He frowned. “When the Pachakutiq is successful, you can have a whole cellar full of champagne. For now, we must go.”
“For work, I will put on my pants and jacket. Where’s my backpack?”
“In the cupboard. But wear your dress. We want to look like all the others celebrating.” He held it out to me, zipped it up, then wrapped my manta around my shoulders before putting on his own jacket. Gracias Pachamama, he didn’t notice me pulling socks and hiking boots on while he checked his handsomeness in the mirror. He straightened the bow tie, pulled on his backpack, and finally picked up his briefcase from beside the door. I followed him out and down those rickety back stairs.
In the alley below, he led me past huts of tin, cardboard, and plastic bags that sat beside workshops, edged an empty lot overgrown with weeds and broken bricks where a large sow nursed a flood of piglets. It looked more like my home village than I had seen before in this romantic city.
“Where are we going?”
“To a place where Las Fuerzas del Fuego can light the revolutionary fire.”
I tried a hiking-boot tango across the gravel street. “I want to dance, Diego. It’s magic dancing with you.”
“I know you want the freedom of the holiday to dance and play, but we will not have that freedom until after we succeed.” He kept walking, twisting as he glanced up and down the road. Maybe looking for a place for another kiss, sí? No. He stopped in front of a high fence.
I saw only barbed wire, dirt, faint lights. “What’s here?”
“The plant that sends power into the city.”

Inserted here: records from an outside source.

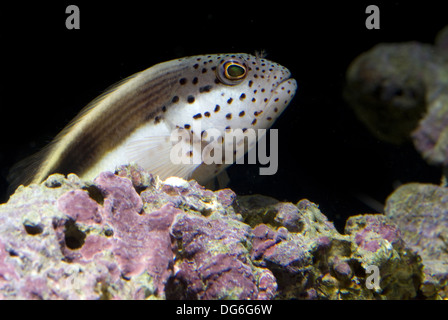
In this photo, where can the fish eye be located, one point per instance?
(231, 72)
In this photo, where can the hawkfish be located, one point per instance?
(133, 121)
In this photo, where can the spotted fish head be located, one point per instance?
(230, 91)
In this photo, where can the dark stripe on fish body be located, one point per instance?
(109, 129)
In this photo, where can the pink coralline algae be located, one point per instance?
(129, 235)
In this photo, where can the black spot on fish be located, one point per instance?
(190, 99)
(205, 88)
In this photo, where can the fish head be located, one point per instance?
(230, 91)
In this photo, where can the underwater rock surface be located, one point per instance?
(421, 213)
(129, 235)
(400, 92)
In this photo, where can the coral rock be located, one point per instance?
(420, 211)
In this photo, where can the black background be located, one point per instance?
(49, 73)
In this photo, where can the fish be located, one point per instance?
(134, 120)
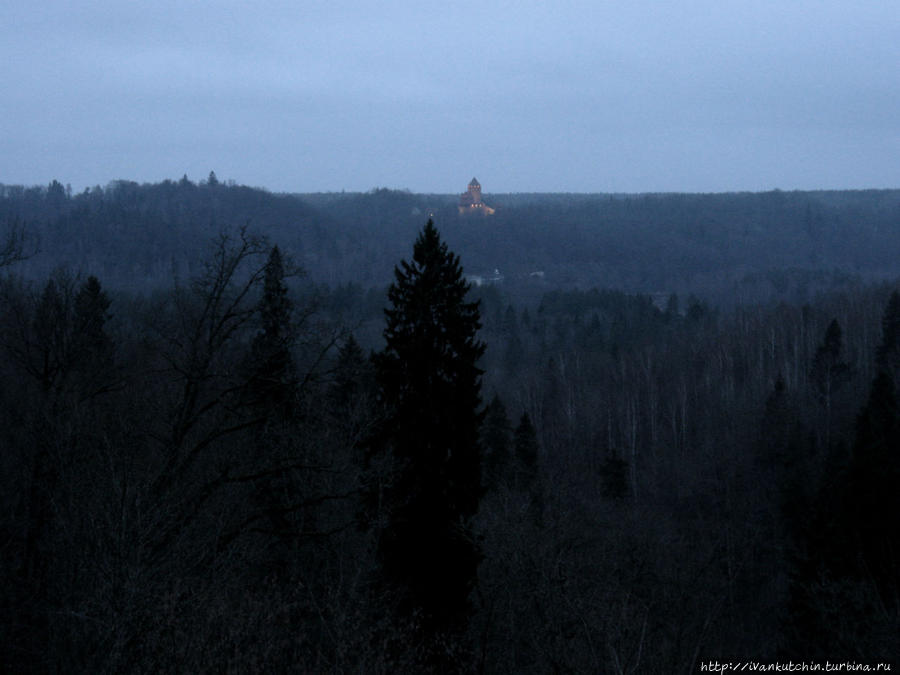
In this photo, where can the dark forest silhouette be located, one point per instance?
(246, 468)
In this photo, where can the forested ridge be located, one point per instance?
(220, 453)
(744, 247)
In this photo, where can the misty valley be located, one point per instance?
(390, 432)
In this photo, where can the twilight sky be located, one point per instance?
(567, 96)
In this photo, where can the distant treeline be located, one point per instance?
(725, 248)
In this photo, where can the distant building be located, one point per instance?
(470, 201)
(485, 279)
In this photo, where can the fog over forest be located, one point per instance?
(386, 431)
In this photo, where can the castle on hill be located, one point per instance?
(470, 201)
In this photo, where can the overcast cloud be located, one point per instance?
(563, 96)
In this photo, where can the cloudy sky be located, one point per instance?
(302, 95)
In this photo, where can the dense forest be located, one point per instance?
(234, 440)
(726, 248)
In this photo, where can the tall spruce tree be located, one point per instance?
(430, 385)
(273, 380)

“What does this capital city power plant have to do with land reform for my people?”
“You Quechua may be descendants of the Incas, but you’ve had nothing since the conquistadors defeated you. We need to get the attention of the powerful.”
“You think we can dance up to them in our New Year’s clothes and say, hey criollos, we want our land back?”
“Tonight, I will begin destroying their power structure by cutting off their electric power. I will black out the New Year’s celebrations of politicians and the army.” He opened his briefcase and began assembling his AK-47.
“You’re going to shoot the power pylons?”
“Tonight, I bomb the power plant.”
“Will make them furious, Diego. There are too many people out here.” I tried to grab the AK, but he pulled it away.
“No fear, Comrade Qhispi. I’ve studied their workers’ schedule. There's no one in the plant from eight at night until six in—”
“Is early to use our revolutionary names, sí? Before we take action?”
“It’s discipline. From tonight onwards until we achieve success of the Pachakutiq, we are not our old selves. We are not student and professor. We are not lovers. I am your commander. You are my soldier.”
Hide my tears, not lovers? Why, after the dancing?
“Sí, Commander Bolivar.” I pulled my hand away and saluted as if he was already leader of the country.
“You need to understand, amor. Tonight we begin the most important action of our lives. We must make the key people understand our Pachakutiq is real, no little dream that will disappear by morning.”
“Carried out by dreamers in silk and tuxedo?”
“A grand disguise, sí?” He pointed at my feet and frowned. “Except for your boots, we are two beautiful people celebrating tonight.”
“Doesn’t feel like a celebration.”
“I’m not going to stand here arguing. I’m going in.”
I grabbed him by his pack, pulled him back.
“Basta! Stop! I have the bomb in there.”
“Imbécil! You understand nothing about explosives if you carried a bomb down a public street!”
“You aren’t ready to fight?”
“Not on an ordinary street on New Year’s Eve, Diego. People are everywhere dancing, having ordinary fun, no time for explosions.”
“You want to dance more than you want our revolution?”
“Mierda! You know I am as dedicated to the Pachakutiq as you are, but I want better timing.”
He raised an eyebrow. “So you are too polite to interrupt the criollos’ New Year’s fun even for your people’s future?”
“You understand nothing about me, imbécil,” I turned away.
“You were happy enough to build the bombs.”
I kept walking, back toward the beautiful room. Claro, I was happy to build bombs to fight the government, not to terrify a bunch of dancers.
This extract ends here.